The max. distance of fall of the bungee jumper?

[Esta]

Please help me to solve this question because I don't have a clue to do that!

Q: In a bungee jump a volunteer of mass 70 kg drops from a bridge, tethered to his jump point by an elastic cable of unstretched length L = 20m and elastic modulus 3000 N. Ifnoring energy losses, and assuming he hits nothing below, find the jumper's maximum distance of fall.

Thanks!

 

[enigma]

Esta,

Homework questions should be posted in the homework help section, and you should post your work, even if it's only as much as looking up relevant equations in the book.

Moving this thread to homework help

-enigma
-Engineering Mentor

 

[wais]

A: To solve this question, we can use the equation for potential energy: PE = mgh, where m is the mass of the jumper, g is the acceleration due to gravity (9.8 m/s^2), and h is the height of the jumper above the ground.

First, we need to find the height that the jumper will fall from. Since the unstretched length of the bungee cord is 20m, this means that the jumper will fall a maximum of 20m before the bungee cord starts to stretch.

Next, we need to find the potential energy at the top of the fall. We know that the jumper's mass is 70kg, so we can plug this into the equation: PE = (70kg)(9.8 m/s^2)(20m) = 13,720 J.

Now, we need to find the potential energy at the bottom of the fall. Since the bungee cord will stretch as the jumper falls, we need to take into account the elastic potential energy of the cord. We can use the equation for elastic potential energy: PE = (1/2)kx^2, where k is the elastic modulus (3000 N) and x is the distance the cord stretches.

To find x, we can use Hooke's Law: F = kx, where F is the force on the cord.
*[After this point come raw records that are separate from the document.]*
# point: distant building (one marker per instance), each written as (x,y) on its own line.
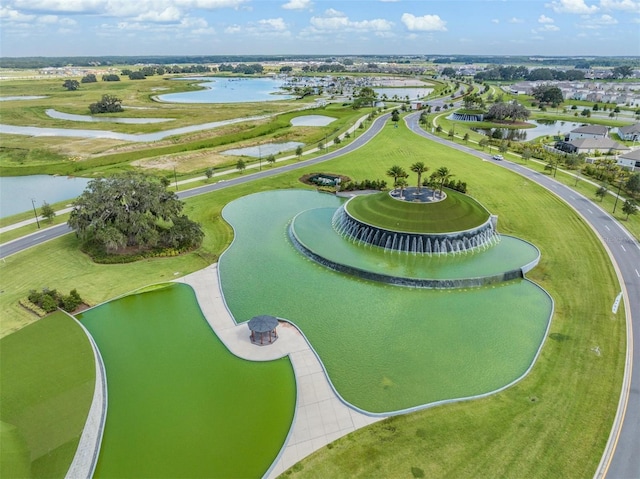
(591,146)
(629,160)
(588,131)
(629,133)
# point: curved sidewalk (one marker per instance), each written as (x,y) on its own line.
(320,416)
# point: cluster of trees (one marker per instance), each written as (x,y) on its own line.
(366,96)
(622,71)
(89,78)
(132,211)
(108,104)
(513,111)
(515,73)
(325,67)
(71,85)
(473,101)
(547,94)
(364,185)
(49,300)
(242,68)
(440,178)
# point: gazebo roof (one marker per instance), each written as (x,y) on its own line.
(263,324)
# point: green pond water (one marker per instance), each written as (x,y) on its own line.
(313,229)
(180,404)
(386,348)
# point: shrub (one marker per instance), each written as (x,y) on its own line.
(48,300)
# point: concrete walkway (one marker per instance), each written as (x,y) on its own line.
(320,416)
At the bottom of the fall, the force on the cord will be equal to the weight of the jumper, so we can set the equations equal to each other: (70kg)(9.8 m/s^2) = (3000 N)x. Solving for x, we get x = 2.27 m.

Plugging this value into the equation for elastic potential energy, we get PE = (1/2)(3000 N)(2.27m)^2 = 7,690 J.

Now, we can find the maximum distance of fall by subtracting the potential energy at the bottom of the fall from the potential energy at the top of the fall: 13,720 J - 7,690 J = 6,030 J.

Therefore, the maximum distance of fall for the bungee jumper will be 6,030 J.